According to KFGO, Europeans spent at least €11.6 billion, or $12.7 billion USD, on cannabis from illegal sources. This still keeps cannabis on top as the largest black-market money source in the European Union.
The European Monitoring Centre for Drugs and Drug Addiction (EMCDDA) claimed in their annual report that the market is worth at least €30 billion, increased from €24 billion in 2013. Illegal sales of cannabis products made up 39 percent of the EU’s drugs market, up from 38 percent in 2013. The report also showed that a lot of the money comes from gang activity.
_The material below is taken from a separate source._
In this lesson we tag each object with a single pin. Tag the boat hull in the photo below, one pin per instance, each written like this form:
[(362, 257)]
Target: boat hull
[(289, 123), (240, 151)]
The data also shows that a lot of the cannabis in the European Union originates from the U.S. However, a lot of the imported resin comes mostly from Morocco, and a lot of flower is imported from Albania. “The European drug market is increasingly characterized by consumers having access to a wide variety of high-purity and high-potency products,” the report said.
The report also claims that some proceeds from this illegal money go to militant organizations. Narcotics are a major source of income for groups like West Africa’s Boko Haram, Islamic State, and Somalia’s al-Shabaab. It also claimed that cryptocurrency and other laundering methods were being used to carry out criminal activity.
With all these numbers pointing to a major connection between illegal cannabis and crime, it only makes sense to legalize. Luckily, the European Union is finally starting to come around to things like CBD as a treatment for seizures and Luxembourg finally legalized cannabis. Hopefully, it’s only a matter of time until other countries in Europe come around.